Your game MUST be OK with losing some packets. A packet is a piece of data that you need to run the game logic: Player information, state of the game, speed of the bullets racing towards your character, so on. Game logic cannot depend on the ordered arrival of packets: Over an internet connection, a packet has to, at the very least, travel from point A to point B through a mystery number of routers, relays, switches, servers, and god knows what else (seriously, I don't think it's physically possible to track what kind of path a packet takes through the nightmare web of the internet). If a router on the way decides to be paperweight instead of a router while handling one of your packets, it's bye bye packet. This is called a dropped packet, and it happens a lot in games. If you're playing an MMO, for instance, and your character jumps back in time to where he was 3 seconds ago, you experience something called rubber-banding caused by packet loss.

Now, there are communication protocols that guarantee drop-less, ordered packet delivery. The problem is that all these protocols run a lossy, packet dropping protocol underneath to emulate the behavior expected: because of how the internet is put together (badly), you can't have a true lossless, ordered delivery system. So the network protocol will send confirmation packets, receive acknowledgment packets, and order the packets under the hood. There are issues with using protocols like this, but I'll get to that in a bit.

Your game MUST also be OK with running on any hardware, and hardware type cannot influence game logic. Most games run visual physics on graphics hardware, because GPUs are well built for that (which you can read more about HERE). Implementing physical simulations on varying GPU hardware tends to be... unpredictable, to say the least, so in similar setups on differing (or even the same) hardware, you'll end up with diverging simulations. For this reason, I can confidently say that there are no online games with a real emphasis on physics: Every example I can think of uses an approximation of some flavor that is easily computed on the CPU.

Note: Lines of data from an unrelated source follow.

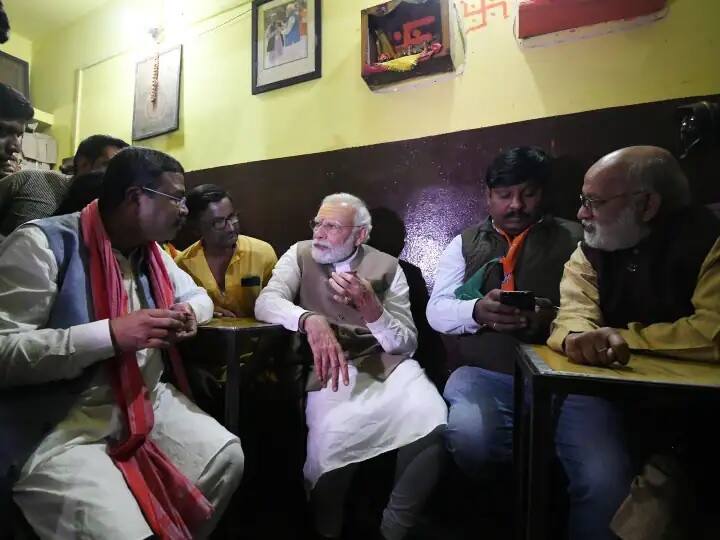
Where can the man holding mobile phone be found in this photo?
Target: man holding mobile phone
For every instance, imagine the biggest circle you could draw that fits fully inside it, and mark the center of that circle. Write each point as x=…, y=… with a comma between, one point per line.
x=478, y=300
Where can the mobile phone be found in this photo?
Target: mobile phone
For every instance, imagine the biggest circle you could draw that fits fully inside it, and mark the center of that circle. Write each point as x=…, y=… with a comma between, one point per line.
x=524, y=300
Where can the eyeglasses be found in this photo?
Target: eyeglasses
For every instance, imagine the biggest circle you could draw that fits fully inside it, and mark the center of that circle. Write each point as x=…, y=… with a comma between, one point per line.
x=329, y=227
x=177, y=201
x=219, y=224
x=593, y=204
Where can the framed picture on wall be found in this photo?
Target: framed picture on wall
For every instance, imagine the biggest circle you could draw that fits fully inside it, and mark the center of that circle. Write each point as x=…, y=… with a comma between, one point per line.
x=286, y=43
x=16, y=73
x=156, y=108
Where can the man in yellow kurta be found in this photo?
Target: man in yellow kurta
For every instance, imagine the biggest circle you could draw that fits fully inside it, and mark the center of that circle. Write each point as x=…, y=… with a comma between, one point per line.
x=646, y=277
x=231, y=267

I can talk about GPU physics simulations forever, but there's a clever way I can demonstrate this point: In Blizzard's Overwatch, the game has a pretty decent physics system built in, but it has no impact on gameplay. This is because the physics are tracked client side only, because different computers run the simulations differently. Get together with a friend, and run Overwatch side-by-side, in the same game, and try to screw around with physics.

Finally, your game MUST have some coordinator server to setup games. Let's say that player A and B want to play a quick game of chess online. Chess is really simple to write logic for, and the network code is very simple. So you can whip up an implementation fairly easily. But how do these players KNOW who their opponent is? A coordinator server of some flavor is needed

So you are locked into all of these things, what can you choose in your network design? Well, the first major choice is the obvious: Peer-to-peer, or dedicated?

Dedicated Servers

Man, dedicated servers are dope. They are basically a computer that stands behind a commercial-grade internet hookup with the sole purpose of running game instances. There is no end to the pluses of using a dedicated server infrastructure for your game:

  1. Dedicated servers are the best choice for quality of service for clients. Because they are dedicated machines with dedicated commercial connections, they are the LEAST prone to packet loss. Less packet loss means a better experience for your clients.
     
  2. Dedicated servers are resistant to malicious usage by design: because they run the game, they have the final say in how the game logic resolves (in the industry, this is called authoritativeness). A player says that they have 7 billion more moneys on their client? It doesn't matter, because the server says they are broke, and server beats client. Building anti-cheat measures into servers is trivial compared to other solutions.
     
  3. Dedicated servers are very nice for analytics. Want to know what your players are doing to break your game? Run a logging module on your server package, crunch numbers. Easy. Running a competitive game on dedicated servers means you can have information about how games resolve and tweak balance accordingly. This is a WONDERFUL crutch as games get more and more complicated.
     
  4. Dedicated servers can pretend to be coordinators. If your product has a dedicated server infrastructure, all a client has to do to get game logic packets is to query a static IP address, and then they are in business. Also, dedicated servers are GREAT for version control: if a client tries to connect with an out-of-date version of the client, you just direct them to update their stuff. Easy. You could even do it in real time (Blizzard does this) if your network engineers have their heads screwed on straight.
     
  5. Dedicated servers can host a LOT: because they tend to be behind commercial connections with large upload speeds, they can hold instances with hundreds of connections per instance. That's how MMO towns and cities get populated.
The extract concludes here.